Sampha’s alluring voice created the perfect blend between Porto’s sunset and the feeling of relaxation that NOS Primavera Sound provides. A foolproof concert to sing along, Process, Sampha’s debut album, proves even more rewarding live, with a talented band building the musical landscape that holds it all. Seeing Sampha live is even more satisfying when moments like when all band members come together around a drum kit to create a rhythmic interlude. Cowbells galore, this concert warmed out hearts and made us dance.
The food, stores & ambient
If you have gone to NOS Primavera Sound and didn’t try Casa Guedes’ sandes de pernil, you are either a distracted little soul or a friendly vegetarian. The food this year, as any of the last years, was outstanding. Conga’s bifanas were specially spicy this year, you could have the closest you could get to artisanal beer at Super Bock’s 1927 stand, or wait for a friend’s sms warning you that Padaria Ribeiro’s lanches were coming out hot out of the oven. Sometimes, it was a shame that all this wonderful food was happening during concerts, as it took a little to get your Munchie burger or Sr. Showriço pão com chouriço. We did manage to watch Metronomy while eating a delicious Santini ice-cream, and while the band sounded somewhat disarranged, our passion fruit ice-cream was excellent.
Maybe it was because you could apparently pay with a card, maybe it was the need to exchange glasses for chips, and then chips for glasses. In the end, beer and cider line were as long as we have ever seen them. Maybe it’s time to re-think the system, getting a beer should never take half an hour.
Luckily we had we us the FestivAll app installed, but many didn’t. It almost seemed like a joke when we noticed they were handing out two pieces of fancy paper attached to a strappy graphic pendant that simply said to download the official app. No map of the festival, no schedule, no useful information. People resorted to asking others for band times and figuring out where the bathrooms were by looking at confusing totems. And besides, not everyone had smartphones or foreign data to spend on an app.
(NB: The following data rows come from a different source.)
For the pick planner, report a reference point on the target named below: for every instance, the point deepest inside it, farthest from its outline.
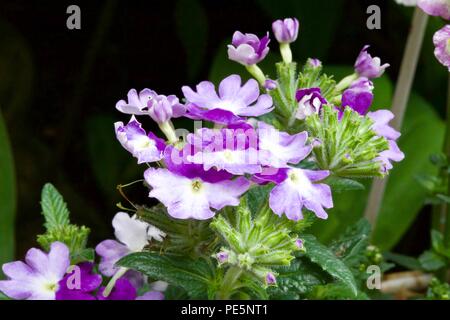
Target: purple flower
(159, 107)
(248, 49)
(133, 235)
(222, 257)
(232, 150)
(79, 284)
(441, 41)
(123, 290)
(309, 102)
(314, 63)
(439, 8)
(193, 197)
(270, 279)
(38, 278)
(369, 67)
(234, 101)
(381, 119)
(298, 190)
(285, 31)
(270, 84)
(381, 127)
(145, 147)
(392, 154)
(277, 149)
(359, 96)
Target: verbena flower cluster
(289, 136)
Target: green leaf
(195, 276)
(398, 212)
(338, 184)
(352, 244)
(328, 261)
(297, 280)
(7, 196)
(431, 261)
(192, 29)
(54, 208)
(404, 261)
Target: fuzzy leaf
(328, 261)
(54, 208)
(194, 276)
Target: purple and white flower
(145, 147)
(286, 31)
(369, 67)
(88, 283)
(278, 149)
(299, 190)
(191, 195)
(441, 41)
(248, 49)
(310, 101)
(38, 278)
(439, 8)
(232, 150)
(359, 96)
(381, 127)
(233, 102)
(159, 107)
(133, 235)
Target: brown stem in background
(400, 100)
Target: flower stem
(169, 132)
(400, 100)
(445, 207)
(257, 73)
(229, 283)
(286, 53)
(113, 281)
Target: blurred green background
(58, 89)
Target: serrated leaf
(54, 208)
(297, 280)
(328, 261)
(352, 244)
(194, 276)
(404, 261)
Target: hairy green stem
(445, 208)
(400, 100)
(229, 283)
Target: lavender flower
(440, 8)
(381, 127)
(277, 149)
(38, 278)
(233, 102)
(359, 96)
(298, 190)
(232, 150)
(309, 102)
(159, 107)
(271, 279)
(248, 49)
(286, 31)
(441, 41)
(145, 147)
(89, 282)
(133, 235)
(193, 197)
(369, 67)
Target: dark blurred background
(58, 87)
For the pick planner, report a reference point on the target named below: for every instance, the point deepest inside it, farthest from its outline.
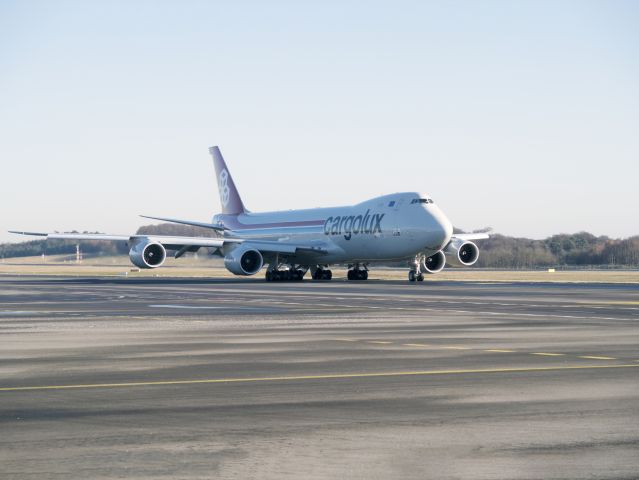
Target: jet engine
(244, 261)
(461, 253)
(433, 264)
(147, 254)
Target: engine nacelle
(147, 254)
(244, 261)
(433, 264)
(460, 253)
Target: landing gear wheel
(321, 274)
(357, 274)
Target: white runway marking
(195, 307)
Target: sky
(520, 116)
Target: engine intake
(433, 264)
(244, 261)
(147, 254)
(461, 253)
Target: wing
(471, 236)
(187, 222)
(183, 244)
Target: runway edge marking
(316, 377)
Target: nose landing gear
(357, 272)
(322, 274)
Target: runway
(162, 378)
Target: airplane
(406, 226)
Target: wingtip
(34, 234)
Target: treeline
(499, 251)
(579, 249)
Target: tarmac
(191, 378)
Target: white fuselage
(389, 227)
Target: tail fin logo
(225, 191)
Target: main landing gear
(415, 274)
(289, 275)
(322, 274)
(357, 272)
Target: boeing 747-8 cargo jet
(397, 227)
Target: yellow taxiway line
(316, 377)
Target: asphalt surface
(155, 378)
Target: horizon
(516, 116)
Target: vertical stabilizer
(229, 196)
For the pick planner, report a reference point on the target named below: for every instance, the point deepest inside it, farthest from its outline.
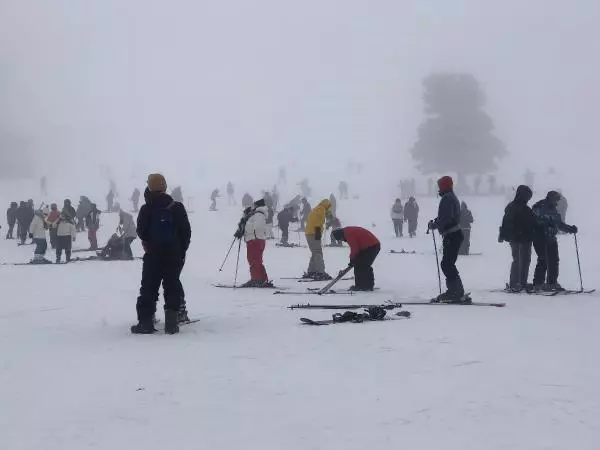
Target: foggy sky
(186, 85)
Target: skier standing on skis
(518, 227)
(466, 219)
(283, 221)
(165, 232)
(411, 215)
(448, 225)
(93, 225)
(364, 248)
(397, 215)
(548, 224)
(314, 233)
(255, 234)
(11, 219)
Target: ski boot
(171, 321)
(144, 327)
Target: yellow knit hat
(157, 183)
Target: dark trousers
(160, 267)
(398, 227)
(412, 228)
(284, 233)
(451, 245)
(11, 230)
(63, 243)
(519, 269)
(546, 269)
(465, 247)
(363, 270)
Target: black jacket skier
(548, 223)
(518, 227)
(165, 232)
(448, 225)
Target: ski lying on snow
(231, 286)
(388, 305)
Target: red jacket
(359, 239)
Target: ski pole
(437, 260)
(237, 264)
(578, 261)
(227, 255)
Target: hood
(524, 194)
(325, 204)
(159, 199)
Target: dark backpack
(162, 232)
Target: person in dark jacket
(518, 226)
(11, 219)
(411, 215)
(466, 219)
(165, 232)
(548, 224)
(135, 199)
(448, 225)
(285, 216)
(364, 248)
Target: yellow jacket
(316, 218)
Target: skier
(364, 248)
(314, 233)
(37, 230)
(230, 194)
(92, 222)
(11, 219)
(448, 225)
(466, 219)
(213, 197)
(255, 234)
(65, 235)
(334, 223)
(52, 221)
(128, 232)
(177, 194)
(397, 215)
(110, 198)
(548, 223)
(283, 221)
(562, 206)
(306, 209)
(247, 201)
(165, 232)
(411, 215)
(135, 199)
(518, 226)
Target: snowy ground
(249, 376)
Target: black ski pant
(412, 227)
(398, 227)
(64, 243)
(363, 270)
(519, 269)
(285, 235)
(451, 245)
(160, 267)
(465, 247)
(546, 269)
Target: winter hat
(445, 184)
(157, 183)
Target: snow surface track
(250, 376)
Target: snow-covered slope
(249, 376)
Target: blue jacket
(548, 220)
(448, 218)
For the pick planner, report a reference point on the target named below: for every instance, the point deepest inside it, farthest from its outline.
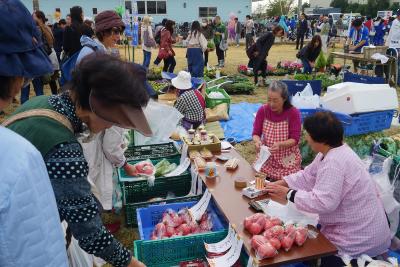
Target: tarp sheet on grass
(240, 125)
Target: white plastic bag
(386, 189)
(163, 121)
(305, 99)
(289, 213)
(262, 158)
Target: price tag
(195, 177)
(180, 169)
(198, 210)
(199, 185)
(223, 245)
(252, 262)
(230, 258)
(184, 153)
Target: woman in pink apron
(278, 126)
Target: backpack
(68, 66)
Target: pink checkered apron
(287, 160)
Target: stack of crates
(138, 194)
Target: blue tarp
(240, 125)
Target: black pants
(263, 68)
(220, 53)
(299, 39)
(249, 40)
(169, 64)
(205, 58)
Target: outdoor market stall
(235, 207)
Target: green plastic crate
(171, 251)
(156, 151)
(139, 190)
(211, 103)
(130, 209)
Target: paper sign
(230, 258)
(223, 245)
(180, 169)
(184, 153)
(262, 158)
(198, 210)
(199, 185)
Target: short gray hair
(281, 88)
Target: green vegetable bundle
(239, 88)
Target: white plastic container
(351, 98)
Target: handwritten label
(230, 258)
(180, 169)
(252, 262)
(195, 177)
(184, 153)
(198, 210)
(223, 245)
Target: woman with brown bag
(166, 52)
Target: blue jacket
(30, 229)
(282, 23)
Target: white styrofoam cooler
(351, 98)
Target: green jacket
(44, 133)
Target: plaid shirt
(339, 188)
(189, 105)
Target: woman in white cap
(190, 101)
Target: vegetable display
(270, 235)
(154, 74)
(180, 224)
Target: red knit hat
(107, 20)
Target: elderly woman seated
(278, 126)
(337, 187)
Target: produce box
(367, 122)
(139, 191)
(172, 251)
(131, 209)
(369, 51)
(211, 102)
(155, 151)
(214, 147)
(152, 215)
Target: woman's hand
(130, 170)
(275, 147)
(136, 263)
(275, 190)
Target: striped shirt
(339, 188)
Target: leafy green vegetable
(161, 167)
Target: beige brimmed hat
(183, 81)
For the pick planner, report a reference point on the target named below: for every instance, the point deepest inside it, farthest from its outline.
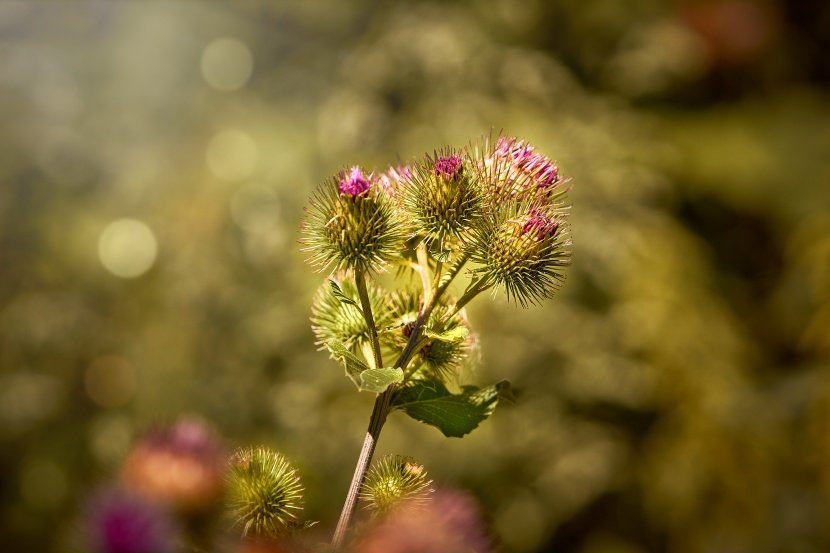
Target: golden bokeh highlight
(127, 248)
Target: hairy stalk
(383, 401)
(376, 422)
(423, 263)
(451, 273)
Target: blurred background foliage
(673, 397)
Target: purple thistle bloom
(448, 166)
(181, 464)
(119, 522)
(543, 172)
(355, 183)
(541, 225)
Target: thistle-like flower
(449, 522)
(352, 223)
(442, 198)
(393, 480)
(512, 170)
(116, 521)
(336, 314)
(523, 250)
(182, 465)
(447, 343)
(264, 492)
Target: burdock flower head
(515, 171)
(442, 198)
(523, 250)
(393, 480)
(182, 464)
(264, 492)
(116, 521)
(352, 223)
(336, 315)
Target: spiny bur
(393, 480)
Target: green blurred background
(673, 397)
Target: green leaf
(354, 366)
(454, 415)
(366, 379)
(453, 335)
(377, 380)
(338, 293)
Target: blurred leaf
(454, 415)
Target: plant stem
(383, 400)
(378, 418)
(363, 293)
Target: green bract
(523, 250)
(442, 198)
(392, 481)
(353, 224)
(264, 492)
(336, 313)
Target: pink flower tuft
(355, 183)
(448, 166)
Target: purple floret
(355, 183)
(447, 166)
(541, 225)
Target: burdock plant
(491, 216)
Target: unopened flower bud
(393, 480)
(352, 223)
(523, 253)
(442, 201)
(264, 492)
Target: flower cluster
(486, 203)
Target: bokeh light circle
(227, 64)
(127, 248)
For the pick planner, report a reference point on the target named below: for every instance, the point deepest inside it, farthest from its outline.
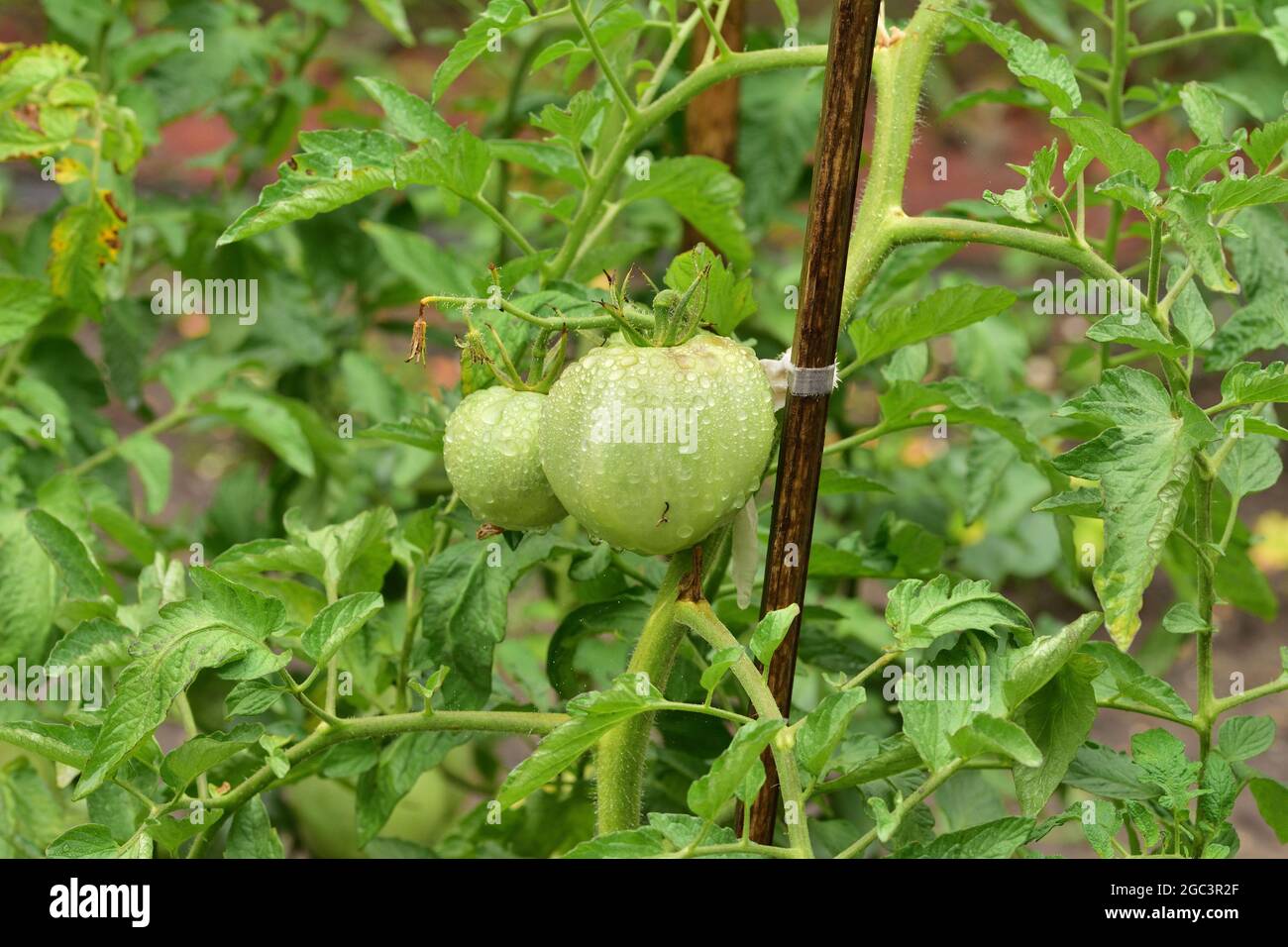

Let's print something more considerate next time, trees have died for this.
Personal taste here, but this has got to the be the worst sponsor freebie bag that NOS Primavera Sound has given out. Let us explain: every NOS Primavera Sound, the main sponsor NOS, hands out very nice bags that everyone goes crazy for. People literally behave like zombies to get one. Usually they are very nice, and the transform themselves into picnic towels. This year, it seemed like something had gone wrong with the design. Either they were going with a very long tote bag, or a backpack that didn’t close. Bring back the 2016 model, please.
Pitchfork stage late schedule
It isn’t like the festival starts early, but either way, the tiredness is well set by 1am. What, you’re telling me that Bicep is playing at 4am? Loved to have watched them, but those time schedules are just too much.